Curiously, one can construct logically stronger and logically weaker versions of the same exact sequence of events, and yet...each would have wildly different probabilities. For example, these descriptions go from logically strong to logically weak:

  1. What is the probability that Juliet decided to play two New Jersey state lotteries, won two state lotteries, and won it at 9 PM? (assuming it was announced then)
  2. What is the probability that Juliet won two New Jersey state lotteries?
  3. What is the probability that Juliet won two state lotteries?
  4. What is the probability that someone won two state lotteries?
  5. What is the probability that someone won two lotteries?
  6. What is the probability that some rare meaningful event in the world occurs?
  7. What is the probability that an event occurs?

The last statement almost seems like a tautology, and yet, can one come up with a satisfactory answer as to why it's not relevant here? Which description is most relevant?

1

Comments

You must log in or register to comment.

albasri t1_itq7f8y wrote

Part of this is simply about having more information to allow us to make better judgments. If I ask "what's the probability that it is going to rain on Sunday" my answer will be different if I have no other information than if I know we are talking about a particular place and time of year. But then we can represent this as different probabilities: P(rain on Sunday) vs. P(rain on Sunday | we are in Seattle in October and are having a rainy season and it's been overcast and rainy for the last 3 days and is overcast today and the weather app said it was going to rain). And note here that the conditional probability is different from the joint probability! (See conjunction fallacy below.) In the conditional case we are saying that those other events have already happened; in the joint case, we are asking about the probability of it raining AND those other events happening.

This is also related to how we define a probability space. Once we agree on the possible events and outcomes, we can go about assigning or calculating probabilities to them. This is something that we don't always do exactly the same way, especially in ambiguous circumstances. For example, you can interpret my rain question as a question about it raining or not raining on Sunday (those are the possible events that make up our probability space) or as a question about the probability that it will rain on that day of the week vs. other days of the week. We can be primed to think about the problem in either way and this can bias our answers (Criag and Rottenstreich 2003 <- pdf!).

Which bringd up the issue of language / assumptions. When someone asks "what is the probability of rolling a 3" they are leaving out "on one roll of a fair, 6-sided die that has a different number on each side". We generally understand what poaaible outcomes we are considering (the probability space) when we are asking these questions, but sometimes need to be more specific.

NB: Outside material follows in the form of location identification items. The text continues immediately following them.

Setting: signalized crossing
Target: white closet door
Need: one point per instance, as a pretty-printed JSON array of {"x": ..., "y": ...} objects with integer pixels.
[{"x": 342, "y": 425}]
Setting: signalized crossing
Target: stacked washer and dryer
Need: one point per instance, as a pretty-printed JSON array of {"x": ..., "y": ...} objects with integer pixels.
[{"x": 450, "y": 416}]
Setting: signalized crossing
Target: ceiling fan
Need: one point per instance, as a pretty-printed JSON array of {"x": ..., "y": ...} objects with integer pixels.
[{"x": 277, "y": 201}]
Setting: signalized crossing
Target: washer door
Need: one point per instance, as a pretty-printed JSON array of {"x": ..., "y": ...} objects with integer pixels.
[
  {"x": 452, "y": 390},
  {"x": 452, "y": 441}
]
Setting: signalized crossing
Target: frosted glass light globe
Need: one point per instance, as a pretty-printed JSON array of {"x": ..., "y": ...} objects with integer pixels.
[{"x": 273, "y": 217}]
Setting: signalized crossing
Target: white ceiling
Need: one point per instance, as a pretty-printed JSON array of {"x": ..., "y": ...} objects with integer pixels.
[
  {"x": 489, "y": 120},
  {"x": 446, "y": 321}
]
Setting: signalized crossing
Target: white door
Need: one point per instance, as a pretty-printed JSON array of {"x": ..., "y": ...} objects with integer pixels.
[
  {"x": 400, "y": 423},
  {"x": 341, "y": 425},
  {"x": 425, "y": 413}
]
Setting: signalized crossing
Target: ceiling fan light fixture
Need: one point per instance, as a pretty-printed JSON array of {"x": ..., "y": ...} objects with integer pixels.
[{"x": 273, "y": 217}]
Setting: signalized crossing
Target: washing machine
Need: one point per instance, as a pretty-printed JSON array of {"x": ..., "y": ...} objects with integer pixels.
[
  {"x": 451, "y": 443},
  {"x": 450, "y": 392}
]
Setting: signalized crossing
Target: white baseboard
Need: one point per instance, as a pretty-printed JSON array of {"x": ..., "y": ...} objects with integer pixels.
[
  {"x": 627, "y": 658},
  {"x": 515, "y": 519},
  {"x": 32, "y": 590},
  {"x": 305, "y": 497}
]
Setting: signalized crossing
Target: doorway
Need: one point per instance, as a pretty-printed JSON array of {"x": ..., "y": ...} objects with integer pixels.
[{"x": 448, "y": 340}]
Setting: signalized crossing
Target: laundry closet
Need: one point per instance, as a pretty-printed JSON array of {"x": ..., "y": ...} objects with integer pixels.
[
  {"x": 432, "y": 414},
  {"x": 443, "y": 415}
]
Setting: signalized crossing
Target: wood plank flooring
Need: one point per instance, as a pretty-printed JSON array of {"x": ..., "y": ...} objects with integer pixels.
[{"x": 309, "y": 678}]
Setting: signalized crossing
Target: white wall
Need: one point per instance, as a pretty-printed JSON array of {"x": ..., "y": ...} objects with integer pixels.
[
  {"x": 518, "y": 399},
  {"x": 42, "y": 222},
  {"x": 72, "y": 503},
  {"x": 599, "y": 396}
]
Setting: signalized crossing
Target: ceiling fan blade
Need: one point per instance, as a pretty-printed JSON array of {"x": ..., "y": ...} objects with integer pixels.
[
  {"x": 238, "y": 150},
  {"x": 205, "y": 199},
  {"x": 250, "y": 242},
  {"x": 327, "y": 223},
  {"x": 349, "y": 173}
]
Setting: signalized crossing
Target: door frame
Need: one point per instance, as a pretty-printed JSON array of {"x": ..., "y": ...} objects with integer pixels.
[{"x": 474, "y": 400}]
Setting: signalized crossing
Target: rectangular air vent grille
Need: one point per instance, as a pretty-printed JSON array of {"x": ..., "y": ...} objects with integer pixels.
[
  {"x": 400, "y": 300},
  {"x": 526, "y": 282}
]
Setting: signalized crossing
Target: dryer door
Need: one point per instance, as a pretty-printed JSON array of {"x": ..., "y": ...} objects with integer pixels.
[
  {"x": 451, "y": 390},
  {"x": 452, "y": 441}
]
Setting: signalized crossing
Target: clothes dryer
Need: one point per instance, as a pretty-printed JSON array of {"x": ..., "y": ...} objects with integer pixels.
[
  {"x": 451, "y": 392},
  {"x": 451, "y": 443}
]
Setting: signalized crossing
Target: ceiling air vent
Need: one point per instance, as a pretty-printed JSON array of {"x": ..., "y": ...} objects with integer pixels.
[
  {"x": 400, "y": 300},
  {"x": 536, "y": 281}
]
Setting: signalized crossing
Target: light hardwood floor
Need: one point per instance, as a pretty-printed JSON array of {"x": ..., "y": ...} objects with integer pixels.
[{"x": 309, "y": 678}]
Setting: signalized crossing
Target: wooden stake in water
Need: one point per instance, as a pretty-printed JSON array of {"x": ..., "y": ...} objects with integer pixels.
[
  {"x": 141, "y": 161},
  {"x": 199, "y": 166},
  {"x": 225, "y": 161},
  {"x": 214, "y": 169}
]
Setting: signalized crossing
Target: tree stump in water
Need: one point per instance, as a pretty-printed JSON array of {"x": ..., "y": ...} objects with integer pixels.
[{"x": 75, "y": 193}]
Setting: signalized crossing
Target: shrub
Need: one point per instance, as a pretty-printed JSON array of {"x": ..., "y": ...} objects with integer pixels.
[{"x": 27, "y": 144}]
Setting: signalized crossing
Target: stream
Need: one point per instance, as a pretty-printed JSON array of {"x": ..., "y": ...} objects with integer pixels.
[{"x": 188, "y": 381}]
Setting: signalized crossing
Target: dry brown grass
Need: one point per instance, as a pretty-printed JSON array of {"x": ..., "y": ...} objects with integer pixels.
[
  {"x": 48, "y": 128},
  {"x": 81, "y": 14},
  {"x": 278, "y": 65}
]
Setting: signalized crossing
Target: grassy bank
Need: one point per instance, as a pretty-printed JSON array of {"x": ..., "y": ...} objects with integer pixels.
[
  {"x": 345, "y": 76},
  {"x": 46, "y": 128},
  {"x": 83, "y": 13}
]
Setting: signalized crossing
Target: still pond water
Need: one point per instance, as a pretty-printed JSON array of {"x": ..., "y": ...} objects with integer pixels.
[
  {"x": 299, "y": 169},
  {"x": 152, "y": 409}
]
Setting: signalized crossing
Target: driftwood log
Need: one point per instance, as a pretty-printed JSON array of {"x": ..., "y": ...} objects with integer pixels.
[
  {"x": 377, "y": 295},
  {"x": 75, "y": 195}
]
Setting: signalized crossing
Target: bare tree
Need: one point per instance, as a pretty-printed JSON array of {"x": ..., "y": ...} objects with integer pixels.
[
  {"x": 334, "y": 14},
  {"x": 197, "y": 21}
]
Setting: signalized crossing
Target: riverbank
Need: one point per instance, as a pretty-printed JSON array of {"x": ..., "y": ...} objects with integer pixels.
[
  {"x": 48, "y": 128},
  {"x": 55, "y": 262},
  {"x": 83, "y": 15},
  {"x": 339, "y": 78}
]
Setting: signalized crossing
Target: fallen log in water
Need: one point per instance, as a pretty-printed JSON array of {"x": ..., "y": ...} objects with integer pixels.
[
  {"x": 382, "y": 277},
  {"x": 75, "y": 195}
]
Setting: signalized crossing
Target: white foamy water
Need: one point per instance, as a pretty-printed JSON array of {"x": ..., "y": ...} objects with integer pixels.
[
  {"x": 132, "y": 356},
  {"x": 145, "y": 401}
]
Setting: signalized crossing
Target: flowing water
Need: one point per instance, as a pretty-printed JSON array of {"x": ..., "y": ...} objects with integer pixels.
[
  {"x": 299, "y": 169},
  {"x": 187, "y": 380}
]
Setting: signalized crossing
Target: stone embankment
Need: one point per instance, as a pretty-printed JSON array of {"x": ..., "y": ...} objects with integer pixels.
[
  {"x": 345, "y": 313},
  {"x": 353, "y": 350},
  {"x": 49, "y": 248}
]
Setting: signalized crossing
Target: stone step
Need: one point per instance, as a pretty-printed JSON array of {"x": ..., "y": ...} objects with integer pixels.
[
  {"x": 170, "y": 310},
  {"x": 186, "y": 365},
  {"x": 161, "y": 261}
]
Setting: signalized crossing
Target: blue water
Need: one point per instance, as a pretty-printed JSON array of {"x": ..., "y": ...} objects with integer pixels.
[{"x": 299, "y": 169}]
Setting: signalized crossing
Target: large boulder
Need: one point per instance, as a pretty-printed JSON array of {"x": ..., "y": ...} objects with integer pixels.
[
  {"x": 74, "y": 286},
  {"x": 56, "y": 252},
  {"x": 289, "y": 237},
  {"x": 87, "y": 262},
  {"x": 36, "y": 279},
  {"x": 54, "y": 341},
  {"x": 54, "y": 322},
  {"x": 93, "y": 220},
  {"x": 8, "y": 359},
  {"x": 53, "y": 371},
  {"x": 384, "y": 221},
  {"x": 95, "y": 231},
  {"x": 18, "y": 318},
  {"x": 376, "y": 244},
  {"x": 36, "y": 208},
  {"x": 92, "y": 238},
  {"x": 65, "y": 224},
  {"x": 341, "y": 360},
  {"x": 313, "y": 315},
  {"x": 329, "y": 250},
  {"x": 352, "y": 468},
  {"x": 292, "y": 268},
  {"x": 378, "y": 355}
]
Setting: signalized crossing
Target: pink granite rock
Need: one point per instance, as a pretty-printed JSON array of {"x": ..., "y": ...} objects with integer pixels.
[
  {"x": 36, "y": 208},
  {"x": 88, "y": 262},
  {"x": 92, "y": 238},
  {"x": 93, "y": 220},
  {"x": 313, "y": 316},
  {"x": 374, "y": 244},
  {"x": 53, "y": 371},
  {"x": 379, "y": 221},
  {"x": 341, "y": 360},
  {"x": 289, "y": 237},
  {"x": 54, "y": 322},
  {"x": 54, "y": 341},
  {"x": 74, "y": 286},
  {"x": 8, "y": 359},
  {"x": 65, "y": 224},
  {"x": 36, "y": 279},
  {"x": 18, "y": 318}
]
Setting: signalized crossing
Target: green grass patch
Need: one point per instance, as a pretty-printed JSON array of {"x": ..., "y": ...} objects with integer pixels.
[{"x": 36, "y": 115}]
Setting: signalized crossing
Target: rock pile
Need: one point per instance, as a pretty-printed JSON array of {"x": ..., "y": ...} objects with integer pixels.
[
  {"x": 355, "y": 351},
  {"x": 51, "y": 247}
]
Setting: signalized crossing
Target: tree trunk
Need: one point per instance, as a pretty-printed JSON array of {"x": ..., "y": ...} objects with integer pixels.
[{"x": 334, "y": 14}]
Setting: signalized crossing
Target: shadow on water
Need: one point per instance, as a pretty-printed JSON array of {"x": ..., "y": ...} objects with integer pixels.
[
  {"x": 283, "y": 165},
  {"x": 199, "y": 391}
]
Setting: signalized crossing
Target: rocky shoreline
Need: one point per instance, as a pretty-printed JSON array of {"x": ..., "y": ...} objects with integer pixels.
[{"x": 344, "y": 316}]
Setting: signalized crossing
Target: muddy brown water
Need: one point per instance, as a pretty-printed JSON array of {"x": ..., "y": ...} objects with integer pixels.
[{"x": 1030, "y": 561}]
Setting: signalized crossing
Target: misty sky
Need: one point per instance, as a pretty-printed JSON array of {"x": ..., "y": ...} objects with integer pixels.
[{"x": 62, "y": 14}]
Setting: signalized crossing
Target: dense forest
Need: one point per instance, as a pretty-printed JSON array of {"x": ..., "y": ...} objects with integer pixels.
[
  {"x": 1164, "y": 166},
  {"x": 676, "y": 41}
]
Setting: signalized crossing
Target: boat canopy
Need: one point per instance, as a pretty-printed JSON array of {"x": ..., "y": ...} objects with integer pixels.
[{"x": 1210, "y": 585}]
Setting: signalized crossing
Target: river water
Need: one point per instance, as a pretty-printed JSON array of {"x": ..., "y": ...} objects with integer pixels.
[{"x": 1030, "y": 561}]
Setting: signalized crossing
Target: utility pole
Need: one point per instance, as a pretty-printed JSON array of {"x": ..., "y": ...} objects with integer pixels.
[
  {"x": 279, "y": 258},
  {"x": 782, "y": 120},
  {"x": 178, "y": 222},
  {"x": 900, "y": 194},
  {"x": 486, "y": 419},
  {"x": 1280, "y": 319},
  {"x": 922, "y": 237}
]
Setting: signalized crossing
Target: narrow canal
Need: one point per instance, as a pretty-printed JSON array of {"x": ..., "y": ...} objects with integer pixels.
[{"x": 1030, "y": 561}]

Part of what you describe might also be related to the conjunction fallacy which is an example of a kind of probability error people tend to make in judging two events (A and B) to be more likely than just one of those events (A). The classic example is the "Linda problem" from Kahneman and Tversky (1981) that I copy in full from wiki:

> Linda is 31 years old, single, outspoken, and very bright. She majored in philosophy. As a student, she was deeply concerned with issues of discrimination and social justice, and also participated in anti-nuclear demonstrations.

> Which is more probable?

> Linda is a bank teller.

> Linda is a bank teller and is active in the feminist movement.

> The majority of those asked chose option 2. However, the probability of two events occurring together (that is, in conjunction) is always less than or equal to the probability of either one occurring alone—formally, for two events A and B this inequality could be written as Pr(A and B) <= Pr(A) and Pr(A and B) <= Pr(B).

> For example, even choosing a very low probability of Linda's being a bank teller, say Pr(Linda is a bank teller) = 0.05 and a high probability that she would be a feminist, say Pr(Linda is a feminist) = 0.95, then, assuming these two facts are independent of each other, Pr(Linda is a bank teller and Linda is a feminist) = 0.05 × 0.95 or 0.0475, lower than Pr(Linda is a bank teller).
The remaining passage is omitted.